19.11.09

Human courage

Napoleon Bonaparte said, "Courage isn't having the strength to go on - it is going on when you don't have strength." Let us step back and think about courage. Introspect a little. After losing a loved one, how does one find the strength to wake up the next morning to face the emptiness? When a pet goes missing, how does one find the strength to walk home to home with the tiny hope that someone might have seen your precious pet? Even after there is no strength to get up and go on, how does one still find it in them to get up and move on? Would we call this courage? Is it innate?
The best answer to this question can be illustrated by looking at a spouse who has lost their significant other. After over 50 years of living together, my friend's mother lost her 92 old husband to old age. Needless to say, the entire family was shattered at losing the man who imbibed in them the values that founded their very being. A man known to make women weak in their knees, known to command respect from people of all ages, and most importantly, known to love his family above all else. Through her period of mourning, Mami (as my friend calls her mother) often wondered when her day would come. She could not imagine waking up in her bed every morning knowing that her husband's warm and loving embrace would be missing. But then weeks passed, and months... my friend visited Mami in their hometown over Christmas, nearly six months after her father's demise. A void clearly filled the room, making its way into the tensed laughter of all the family members. Before their arrival to Mami's house, no one felt Mami could handle her first Christmas without her husband. But her smiling, laughing, and tearing up with joy
pleasantly surprised every single person in the room, and to see the strength that exuberated from her very core gave them hope. A strong woman, she came to terms with her life and her necessity to go on . I saw photos of Mami and her family from their Christmas that year. She was glowing, happy as ever knowing that her entire family was with her. And although she had lost her husband, she took solace in the love her children and grand children and GREAT grand children showered up on her.
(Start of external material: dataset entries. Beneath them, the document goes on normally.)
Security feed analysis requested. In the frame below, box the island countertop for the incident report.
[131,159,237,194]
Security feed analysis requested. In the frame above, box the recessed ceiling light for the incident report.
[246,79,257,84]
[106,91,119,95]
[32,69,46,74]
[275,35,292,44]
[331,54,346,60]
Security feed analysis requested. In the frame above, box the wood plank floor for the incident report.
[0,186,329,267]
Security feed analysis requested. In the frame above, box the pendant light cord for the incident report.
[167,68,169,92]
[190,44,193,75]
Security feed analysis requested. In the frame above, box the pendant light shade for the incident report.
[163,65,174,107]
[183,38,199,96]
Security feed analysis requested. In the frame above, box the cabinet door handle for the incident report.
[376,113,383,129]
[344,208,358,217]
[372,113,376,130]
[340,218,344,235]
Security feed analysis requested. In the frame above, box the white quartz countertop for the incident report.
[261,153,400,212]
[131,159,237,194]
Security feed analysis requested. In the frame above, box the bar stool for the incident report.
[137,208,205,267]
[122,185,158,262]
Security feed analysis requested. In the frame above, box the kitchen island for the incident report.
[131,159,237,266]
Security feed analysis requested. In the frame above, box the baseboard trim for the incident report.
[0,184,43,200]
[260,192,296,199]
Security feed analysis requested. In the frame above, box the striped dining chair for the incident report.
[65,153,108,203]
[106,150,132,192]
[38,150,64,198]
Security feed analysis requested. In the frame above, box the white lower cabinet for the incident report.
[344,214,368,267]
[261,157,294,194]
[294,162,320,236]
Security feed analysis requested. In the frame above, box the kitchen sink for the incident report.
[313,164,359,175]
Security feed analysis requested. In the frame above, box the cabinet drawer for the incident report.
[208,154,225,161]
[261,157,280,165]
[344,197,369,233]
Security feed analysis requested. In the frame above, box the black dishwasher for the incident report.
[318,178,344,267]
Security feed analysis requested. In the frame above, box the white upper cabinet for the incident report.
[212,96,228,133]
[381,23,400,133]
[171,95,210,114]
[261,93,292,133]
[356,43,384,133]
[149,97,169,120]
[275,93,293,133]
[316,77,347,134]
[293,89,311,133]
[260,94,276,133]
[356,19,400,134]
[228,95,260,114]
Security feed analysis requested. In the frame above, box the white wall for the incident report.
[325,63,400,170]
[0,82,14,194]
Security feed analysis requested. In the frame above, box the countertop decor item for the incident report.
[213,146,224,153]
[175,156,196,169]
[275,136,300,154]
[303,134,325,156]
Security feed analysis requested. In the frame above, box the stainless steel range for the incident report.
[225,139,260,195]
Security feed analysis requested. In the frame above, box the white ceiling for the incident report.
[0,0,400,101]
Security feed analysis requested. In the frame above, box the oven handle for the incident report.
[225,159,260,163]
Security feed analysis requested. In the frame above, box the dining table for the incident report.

This is human courage. The innate instinct to go on, to find strength where there is no hope, to find courage where this is no strength. I often wonder how I will react if, in 60 years, god forbid, I were to lose my husband. Would I have the courage to go on? I can't say I know, or that I want to find out. But people like Mami are living proof that human courage is a great thing, and the only thing that gives us that strength to keep on truckin'.